# Kobo goes big with its 7.8-inch Aura One e-reader



## German_Translator (Jul 26, 2015)

https://techcrunch.com/2016/08/17/kobo-aura-one-review/?ncid=rss&utm_source=feedburner&utm_medium=feed&utm_campaign=Feed%3A+Techcrunch+%28TechCrunch%29
With the Aura One, the company is doubling down yet again, with a 7.8-inch display that utterly dwarfs the Aura HD and a $230 price point to match. Even with a handful of other welcome add-on features, that's a pretty lofty price tag for a devoted e-reader when Amazon's Kindle Voyage starts at $30 less (the Special Offers edition, at least).

But Kobo's previous attempts to go all in have paid off before, and while the company will likely be the first to admit that the Aura One isn't for everyone, it gives the sort of person willing to shell out more than $200 for such a device exactly what they're looking for: the ultimate e-reader.
At a glance

7.8-inch 1872 x 1404 E Ink display
8GB storage, 1Ghz processor

Pros

Big screen
Blue-light night reading adjustments
Waterproof

Cons

Expensive
Diminished Battery


----------



## HakunaMatata (Apr 8, 2016)

This is very tempting  .  Love the waterproof design and larger screen size.  The ability to read Mobi and ePub (among other) formats is another plus.

The downside to me is Kobo, I like Amazon and Barnes & Noble better.


----------



## Meemo (Oct 27, 2008)

On the other hand, it's less than the Kindle Oasis. Pre-Oasis this would've tempted me - mostly because of the larger screen size - but I love the light weight and small overall form-factor of my Oasis.


----------



## Jill Nojack (Mar 7, 2014)

German_Translator said:


> https://techcrunch.com/2016/08/17/kobo-aura-one-review/?ncid=rss&utm_source=feedburner&utm_medium=feed&utm_campaign=Feed%3A+Techcrunch+%28TechCrunch%29
> With the Aura One, the company is doubling down yet again, with a 7.8-inch display that utterly dwarfs the Aura HD and a $230 price point to match.
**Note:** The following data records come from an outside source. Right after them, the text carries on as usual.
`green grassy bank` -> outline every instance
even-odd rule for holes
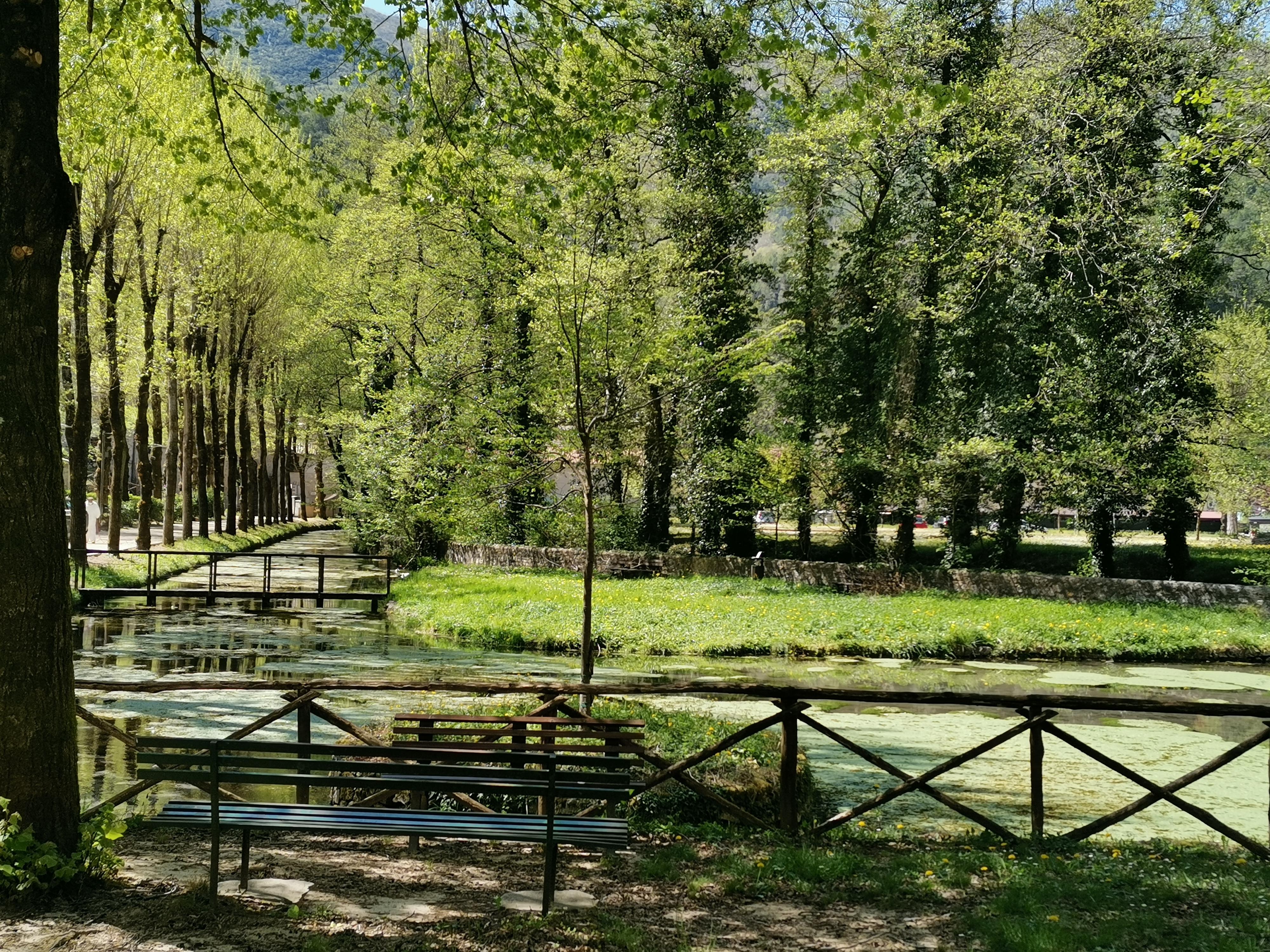
[[[392,593],[395,621],[420,635],[488,649],[578,647],[582,583],[570,572],[436,566]],[[594,628],[615,654],[1270,658],[1270,625],[1255,611],[842,595],[751,579],[597,579]]]
[[[253,548],[279,542],[292,536],[298,536],[314,529],[334,528],[335,523],[310,519],[309,522],[277,523],[274,526],[257,526],[255,528],[240,531],[232,536],[229,533],[213,533],[207,538],[194,536],[187,539],[178,539],[171,550],[178,552],[250,552]],[[159,578],[166,579],[169,575],[206,565],[206,559],[190,556],[159,556]],[[141,552],[123,552],[116,557],[94,556],[88,566],[88,575],[84,588],[135,588],[146,584],[146,555]]]

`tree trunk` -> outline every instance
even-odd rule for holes
[[[295,522],[296,493],[291,487],[291,473],[298,468],[300,453],[296,452],[296,418],[292,414],[287,426],[287,522]]]
[[[917,503],[909,500],[899,510],[899,526],[895,527],[895,564],[908,565],[913,561],[914,522]]]
[[[309,471],[309,434],[305,434],[305,454],[296,456],[296,468],[300,471],[300,518],[309,522],[309,489],[305,486],[305,473]]]
[[[321,448],[318,449],[318,462],[314,465],[314,493],[318,495],[318,518],[326,518],[326,485],[323,477]]]
[[[113,185],[107,185],[105,211],[110,213]],[[74,320],[75,352],[75,416],[71,421],[66,456],[70,462],[71,528],[70,545],[84,548],[88,545],[88,461],[93,439],[93,348],[88,335],[88,288],[93,275],[93,263],[102,246],[102,223],[98,221],[84,244],[81,217],[83,189],[75,187],[74,217],[71,218],[71,312]]]
[[[585,433],[579,433],[579,437],[582,439],[582,508],[587,520],[587,557],[582,566],[582,683],[589,684],[596,670],[591,636],[592,595],[596,584],[596,487],[591,438]],[[591,706],[589,696],[587,706],[588,708]]]
[[[79,774],[57,283],[74,199],[57,145],[57,3],[0,14],[0,796],[69,854]]]
[[[203,399],[207,329],[199,327],[194,340],[194,439],[198,453],[198,534],[207,538],[207,406]]]
[[[164,465],[163,543],[177,542],[177,479],[180,463],[180,410],[177,397],[177,287],[168,286],[168,458]]]
[[[194,385],[190,380],[194,366],[194,331],[185,334],[185,386],[182,395],[180,443],[180,537],[194,534],[194,467],[198,465],[194,449]]]
[[[1186,532],[1193,520],[1199,527],[1199,514],[1190,499],[1170,494],[1161,499],[1151,514],[1157,531],[1165,537],[1165,564],[1168,578],[1184,581],[1190,572],[1190,545]],[[1196,538],[1199,533],[1196,532]]]
[[[220,350],[220,327],[212,329],[212,348],[207,353],[207,397],[208,397],[208,411],[212,416],[212,447],[211,447],[211,468],[212,468],[212,522],[216,528],[216,534],[221,533],[222,523],[221,518],[225,514],[225,498],[222,491],[225,489],[225,453],[221,446],[221,400],[220,400],[220,386],[216,381],[216,364],[218,362]]]
[[[137,548],[150,550],[150,520],[154,505],[154,473],[150,465],[150,377],[155,363],[155,311],[159,307],[159,258],[163,254],[164,230],[155,235],[154,265],[146,274],[146,232],[140,217],[132,220],[137,230],[137,283],[141,291],[142,362],[137,380],[137,423],[133,446],[137,448],[137,482],[141,484],[141,504],[137,506]],[[157,407],[156,407],[157,409]],[[157,434],[157,414],[155,419]]]
[[[273,487],[269,482],[269,443],[264,430],[264,368],[257,364],[255,368],[255,442],[260,447],[260,459],[257,467],[257,506],[260,523],[273,524]]]
[[[1115,578],[1115,510],[1106,503],[1093,506],[1086,517],[1090,556],[1093,569],[1105,579]]]
[[[1012,569],[1019,561],[1019,543],[1022,541],[1024,496],[1027,491],[1027,477],[1021,470],[1006,475],[1001,491],[1001,505],[997,509],[997,545],[1001,547],[1001,564]]]
[[[237,409],[237,357],[234,352],[234,317],[230,316],[230,373],[225,391],[225,531],[231,536],[237,533],[237,428],[235,410]]]
[[[119,531],[123,528],[123,491],[128,485],[128,433],[123,420],[123,382],[119,378],[119,294],[127,281],[127,272],[114,273],[114,234],[118,221],[105,226],[102,291],[105,293],[105,364],[108,371],[107,406],[110,411],[110,523],[107,547],[119,551]],[[104,449],[103,449],[104,452]]]
[[[102,400],[97,410],[97,508],[110,510],[110,405]]]
[[[251,421],[248,416],[248,386],[251,380],[251,353],[243,364],[243,397],[239,402],[239,482],[243,485],[243,509],[239,528],[246,532],[255,522],[255,461],[251,458]]]
[[[287,420],[287,404],[286,400],[274,395],[273,397],[273,505],[274,505],[274,522],[287,522],[291,515],[286,506],[287,491],[283,486],[291,485],[291,475],[287,472],[287,452],[286,452],[286,423]]]
[[[640,500],[640,542],[665,548],[671,542],[671,486],[674,473],[674,418],[657,383],[648,388],[644,428],[644,498]]]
Even with a handful of other welcome add-on features, that's a pretty lofty price tag for a devoted e-reader when Amazon's Kindle Voyage starts at $30 less (the Special Offers edition, at least).
> 
> But Kobo's previous attempts to go all in have paid off before, and while the company will likely be the first to admit that the Aura One isn't for everyone, it gives the sort of person willing to shell out more than $200 for such a device exactly what they're looking for: the ultimate e-reader.
> ...


Golly. I am now looking at my Aura H2O going, "And why didn't you tell me a you had a big brother on the way?" Sigh.
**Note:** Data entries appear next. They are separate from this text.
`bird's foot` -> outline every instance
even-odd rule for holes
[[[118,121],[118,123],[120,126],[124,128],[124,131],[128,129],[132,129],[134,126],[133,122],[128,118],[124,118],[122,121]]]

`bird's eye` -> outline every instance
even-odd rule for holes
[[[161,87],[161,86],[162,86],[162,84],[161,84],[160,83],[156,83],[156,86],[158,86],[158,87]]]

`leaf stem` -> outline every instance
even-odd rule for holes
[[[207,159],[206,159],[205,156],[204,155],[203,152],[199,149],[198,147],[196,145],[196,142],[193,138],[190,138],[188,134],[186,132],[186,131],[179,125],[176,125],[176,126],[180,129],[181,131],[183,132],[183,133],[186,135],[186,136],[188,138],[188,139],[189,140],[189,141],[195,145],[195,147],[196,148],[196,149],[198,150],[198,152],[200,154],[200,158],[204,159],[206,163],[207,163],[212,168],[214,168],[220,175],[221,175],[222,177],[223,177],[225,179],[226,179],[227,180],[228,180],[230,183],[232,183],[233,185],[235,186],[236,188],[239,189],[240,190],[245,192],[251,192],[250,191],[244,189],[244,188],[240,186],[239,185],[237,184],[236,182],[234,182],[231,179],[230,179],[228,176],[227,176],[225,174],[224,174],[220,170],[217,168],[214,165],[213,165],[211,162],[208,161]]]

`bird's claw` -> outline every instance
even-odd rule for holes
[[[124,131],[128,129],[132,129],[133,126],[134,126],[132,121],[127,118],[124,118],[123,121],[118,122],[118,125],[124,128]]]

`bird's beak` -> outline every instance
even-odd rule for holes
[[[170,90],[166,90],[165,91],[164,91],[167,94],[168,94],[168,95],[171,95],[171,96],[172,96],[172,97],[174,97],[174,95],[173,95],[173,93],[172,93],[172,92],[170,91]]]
That looks amazing. I must continually repeat to myself, "you don't need it. you don't need it. you don't need it...."


----------



## HakunaMatata (Apr 8, 2016)

Jill Nojack said:


> Golly. I am now looking at my Aura H2O going, "And why didn't you tell me a you had a big brother on the way?" Sigh.
> 
> That looks amazing. I must continually repeat to myself, "you don't need it. you don't need it. you don't need it...."
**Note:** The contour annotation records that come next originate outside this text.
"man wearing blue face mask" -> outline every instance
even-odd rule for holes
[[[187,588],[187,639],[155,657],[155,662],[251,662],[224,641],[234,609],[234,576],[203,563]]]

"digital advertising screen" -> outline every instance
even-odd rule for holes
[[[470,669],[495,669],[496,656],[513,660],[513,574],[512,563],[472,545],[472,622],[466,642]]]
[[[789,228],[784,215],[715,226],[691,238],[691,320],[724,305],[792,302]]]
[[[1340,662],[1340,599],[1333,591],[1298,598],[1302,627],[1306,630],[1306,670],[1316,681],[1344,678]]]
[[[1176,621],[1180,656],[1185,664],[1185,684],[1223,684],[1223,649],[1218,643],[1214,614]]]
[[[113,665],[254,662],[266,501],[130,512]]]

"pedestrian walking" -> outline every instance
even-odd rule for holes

I'm having the same conversation with myself, but I seem to be losing the argument


----------



## Jill Nojack (Mar 7, 2014)

HakunaMatata said:


> I'm having the same conversation with myself, but I seem to be losing the argument


At the end of every year, I get a gainsharing check. I am allowed to spend 1/4 of it on stuff I want, no matter how little I need that stuff while doing the mature thing with the rest of it and putting it in savings. If it's still nagging me then, here's hoping my "found money" covers the cost.

Let us know how you like it, if your inner voice wins


----------



## luvmykindle3 (Dec 5, 2010)

I have been looking at this reader. I would love the bigger screen, but it is pricey for an ereader. Wish it was sold in the US so I could actually see it before buying.


----------